Po kilku tomach "Daredevil: Nieustraszony" Briana Michaela Bendisa wydawnictwo Egmont zaserwowało nam prawdziwą podróż w czasie do zamierzchłych lat 80. To właśnie wtedy, a dokładnie w maju 1979 r. obiecujący artysta komiksowy Frank Miller stawiał pierwsze kroki w serii "Daredevil".
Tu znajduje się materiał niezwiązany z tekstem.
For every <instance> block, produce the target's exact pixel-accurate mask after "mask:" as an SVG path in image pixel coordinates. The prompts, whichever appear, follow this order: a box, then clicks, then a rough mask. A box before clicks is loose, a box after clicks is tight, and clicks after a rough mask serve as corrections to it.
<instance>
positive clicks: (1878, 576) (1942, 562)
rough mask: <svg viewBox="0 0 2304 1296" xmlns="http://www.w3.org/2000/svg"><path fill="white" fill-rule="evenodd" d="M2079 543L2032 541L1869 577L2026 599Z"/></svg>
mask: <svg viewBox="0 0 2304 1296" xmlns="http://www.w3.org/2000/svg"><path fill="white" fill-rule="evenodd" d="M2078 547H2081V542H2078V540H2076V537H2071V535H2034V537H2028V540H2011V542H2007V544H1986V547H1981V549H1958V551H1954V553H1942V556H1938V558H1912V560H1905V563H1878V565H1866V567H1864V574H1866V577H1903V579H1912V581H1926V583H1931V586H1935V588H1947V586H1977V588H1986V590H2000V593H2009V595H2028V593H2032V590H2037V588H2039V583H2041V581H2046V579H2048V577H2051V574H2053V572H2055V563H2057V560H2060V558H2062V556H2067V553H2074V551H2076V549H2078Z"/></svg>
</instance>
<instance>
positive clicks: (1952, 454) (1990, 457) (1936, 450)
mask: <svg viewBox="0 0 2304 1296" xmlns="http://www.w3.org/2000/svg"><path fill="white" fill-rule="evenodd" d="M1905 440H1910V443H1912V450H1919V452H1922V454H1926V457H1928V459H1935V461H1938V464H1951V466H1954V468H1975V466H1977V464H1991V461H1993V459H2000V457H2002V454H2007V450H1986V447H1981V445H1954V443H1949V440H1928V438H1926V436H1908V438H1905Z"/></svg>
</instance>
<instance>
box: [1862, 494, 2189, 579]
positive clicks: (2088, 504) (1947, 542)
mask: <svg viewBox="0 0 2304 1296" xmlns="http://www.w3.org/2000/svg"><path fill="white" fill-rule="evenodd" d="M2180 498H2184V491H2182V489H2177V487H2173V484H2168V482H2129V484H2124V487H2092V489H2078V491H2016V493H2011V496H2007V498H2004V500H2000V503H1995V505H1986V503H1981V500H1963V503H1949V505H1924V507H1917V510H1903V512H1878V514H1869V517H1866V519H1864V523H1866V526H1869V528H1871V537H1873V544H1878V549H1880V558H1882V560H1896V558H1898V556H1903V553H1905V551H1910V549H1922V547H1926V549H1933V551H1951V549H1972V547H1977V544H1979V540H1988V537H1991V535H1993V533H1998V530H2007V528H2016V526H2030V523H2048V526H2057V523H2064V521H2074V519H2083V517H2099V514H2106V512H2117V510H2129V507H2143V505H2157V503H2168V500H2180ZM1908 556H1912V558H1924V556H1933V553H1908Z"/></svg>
W posłowiu do pierwszego tomu "Daredevil – Wizjonerzy" Miller wspomina, jak ciekawe i twórcze to były czasy. Dziś patrzy się na ten okres przez pryzmat wielkiego uznania dla młodego autora, który zajął się samodzielnym rysowaniem i pisaniem scenariuszy przygód Matta Murdocka. I choć słusznie się uznaje, że bez Millera "Daredevil" mógłby przestać istnieć, to początki nowej serii wcale nie były różowe. Sprzedaż zeszytów nie wzrosła z dnia na dzień i Marvel nadal rozpatrywał odłożenie "Daredevila" na półkę.
Dopiero z czasem Miller mógł rozwinąć skrzydła i zaprezentować autorską wizję Daredevila, Hell's Kitchen i całej plejady pobocznych bohaterów i adwersarzy. Jego "Daredevil" odchodził od standardowego komiksu akcji na rzecz mrocznego kryminału. Stopniowo, bo mimo wszystko zeszyty z lat 80. charakteryzuje kiczowatość tamtego okresu, kuriozalni przeciwnicy zapełniają strony, a "słuchając" dialogów można zgrzytać zębami. Wątki również nie są szczególnie wyszukane i zaskakujące, jednak widać, że Miller się rozkręca. Bada teren i przemyca pomysły, których jeszcze kilka lat wcześniej nikt nie odważyłby się zamieścić w komiksie superbohaterskim.
Frank Miller miał nie tylko odwagę, ale i determinację. To on wykreował nowe oblicze Matta Murdocka/Daredevila i jego miasta, gdzie dominuje mrok, śmierć i zepsucie. Czyli wszystko to, za co wielu pokochało niewidomego obrońcę Hell's Kitchen.